Il webinar è rivolto, in particolare, ad Amministratori, Export Manager, Responsabili Acquisti e della Logistica di aziende che operano con l’estero, con un focus sulla resa EXW e sulle peculiarità dell’Import.

Per Csqa interverrà il direttore commerciale Michele Zema (previsti anche i contributi di Riccardo Figliolia e Sergio Ventricelli per Confimi Industria e Alessandro Ambrosi per la Camera di Commercio di Bari).

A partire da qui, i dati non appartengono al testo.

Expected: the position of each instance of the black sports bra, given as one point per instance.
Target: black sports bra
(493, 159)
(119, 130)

Più cibo italiano sulle tavole degli italiani

Pare che il covid abbia reso gli italiani più… patriottici. Questo è quanto emerge dall’ultima analisi di Coldiretti sui dai Istat riferiti alla bilancia commerciale per il mese di Aprile 2020. Lo studio evidenzia come via sia stato un calo del 16% nelle importazioni mentre l’export agroalimentare abbia retto bene il colpo, come già evidenziato da Confragricoltura, con un calo solo dell’1%. La pandemia sta spingendo l’82% dei consumatori a privilegiare nel carrello prodotti tricolori per sostenere l’occupazione e l’economia nazionale, secondo l’indagine Coldiretti/Ixe’. Il primo settore industriale italiano non a caso è in grande espansione e ha raggiunto il valore record di 7,1 miliardi, interessando ormai i il 25% di tutti gli alimenti sugli scaffali dei supermercati con bandiere, simboli, scritte e denominazioni che richiamano il Belpaese, secondo un’analisi Coldiretti su dati Nielsen. L’attenzione alla provenienza nazionale ha portato a ridurre la presenza di molti prodotti stranieri che negli ultimi anni si sono affermati sulle tavole degli italiani, dalla carne di manzo inglese, che crolla del 38%, allo champagne francese, che perde il 24%, fino alla frutta esotica come il mango in calo del 40%, secondo un’analisi Coldiretti sul valore delle importazioni a marzo 2020 rispetto allo stesso periodo dell’anno precedente. Coldiretti fa notare che a tale situazione abbiano senz’altro contribuito iniziative come la campagna #mangiaitaliano e l’alleanza salva spesa, lanciate proprio per favorire l’economia tricolore.